The saved model is fully compatible with Hugging Face’s transformers library. Learn more about unsloth in their official repository.

Liger-Kernel: Increase 20% throughput and reduces 60% memory for multi-GPU training

Liger Kernel is a collection of Triton kernels designed specifically for LLM training. It can effectively increase multi-GPU training throughput by 20% and reduces memory usage by 60%. That way, we can 4x our context length, as described in the benchmark below. They have implemented Hugging Face Compatible RMSNorm, RoPE, SwiGLU, CrossEntropy, FusedLinearCrossEntropy, and more to come. The kernel works out of the box with Flash Attention, PyTorch FSDP, and Microsoft DeepSpeed.

With great memory reduction, you can potentially turn off cpu_offloading or gradient checkpointing to further boost the performance.

Speed Up Memory Reduction
Speed up Memory
  1. To use Liger-Kernel in SFTTrainer, first install by
pip install liger-kernel
  1. Once installed, set use_liger in SFTConfig. No other changes are needed!
training_args = SFTConfig(
  use_liger=True
)

To learn more about Liger-Kernel, visit their official repository.

Best practices

Pay attention to the following best practices when training a model with that trainer:

  • SFTTrainer always pads by default the sequences to the max_seq_length argument of the SFTTrainer. If none is passed, the trainer will retrieve that value from the tokenizer. Some tokenizers do not provide a default value, so there is a check to retrieve the minimum between 2048 and that value. Make sure to check it before training.
  • For training adapters in 8bit, you might need to tweak the arguments of the prepare_model_for_kbit_training method from PEFT, hence we advise users to use prepare_in_int8_kwargs field, or create the PeftModel outside the SFTTrainer and pass it.
  • For a more memory-efficient training using adapters, you can load the base model in 8bit, for that simply add load_in_8bit argument when creating the SFTTrainer, or create a base model in 8bit outside the trainer and pass it.
  • If you create a model outside the trainer, make sure to not pass to the trainer any additional keyword arguments that are relative to from_pretrained() method.

Multi-GPU Training

Trainer (and thus SFTTrainer) supports multi-GPU training. If you run your script with python script.py it will default to using DP as the strategy, which may be slower than expected. To use DDP (which is generally recommended, see here for more info) you must launch the script with python -m torch.distributed.launch script.py or accelerate launch script.py.
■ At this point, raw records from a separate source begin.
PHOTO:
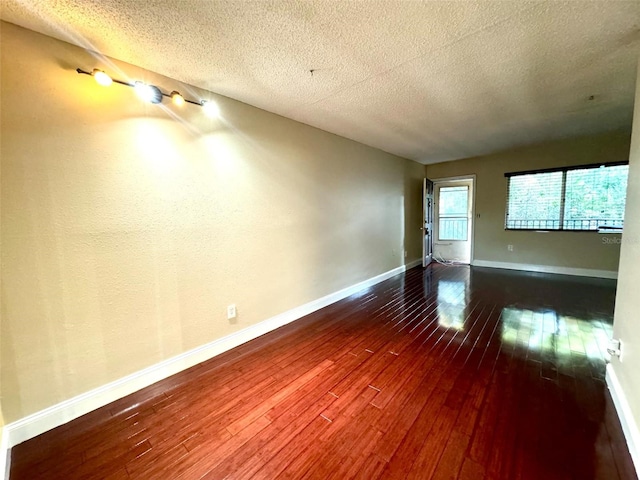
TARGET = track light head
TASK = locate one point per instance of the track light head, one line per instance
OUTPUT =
(177, 99)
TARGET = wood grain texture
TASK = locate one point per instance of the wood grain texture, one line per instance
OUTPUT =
(438, 373)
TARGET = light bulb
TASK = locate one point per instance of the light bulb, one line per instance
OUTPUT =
(210, 108)
(101, 77)
(177, 99)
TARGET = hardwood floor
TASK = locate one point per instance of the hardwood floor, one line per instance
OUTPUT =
(448, 372)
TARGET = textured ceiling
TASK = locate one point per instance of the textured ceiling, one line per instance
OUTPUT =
(430, 81)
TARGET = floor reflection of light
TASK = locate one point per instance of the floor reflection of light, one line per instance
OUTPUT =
(451, 303)
(547, 331)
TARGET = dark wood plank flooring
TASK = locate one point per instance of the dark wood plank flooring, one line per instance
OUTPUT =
(447, 372)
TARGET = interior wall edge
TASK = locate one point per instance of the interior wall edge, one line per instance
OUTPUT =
(580, 272)
(5, 458)
(629, 424)
(63, 412)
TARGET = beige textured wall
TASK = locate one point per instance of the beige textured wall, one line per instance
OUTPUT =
(565, 249)
(126, 232)
(626, 322)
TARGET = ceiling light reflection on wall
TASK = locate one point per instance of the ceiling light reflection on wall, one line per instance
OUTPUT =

For DDP to work you must also check the following:

  • If you’re using gradient_checkpointing, add the following to the TrainingArguments: gradient_checkpointing_kwargs={'use_reentrant':False} (more info here
  • Ensure that the model is placed on the correct device:
from accelerate import PartialState
device_string = PartialState().process_index
model = AutoModelForCausalLM.from_pretrained(
     ...
    device_map={'':device_string}
)

GPTQ Conversion

You may experience some issues with GPTQ Quantization after completing training. Lowering gradient_accumulation_steps to 4 will resolve most issues during the quantization process to GPTQ format.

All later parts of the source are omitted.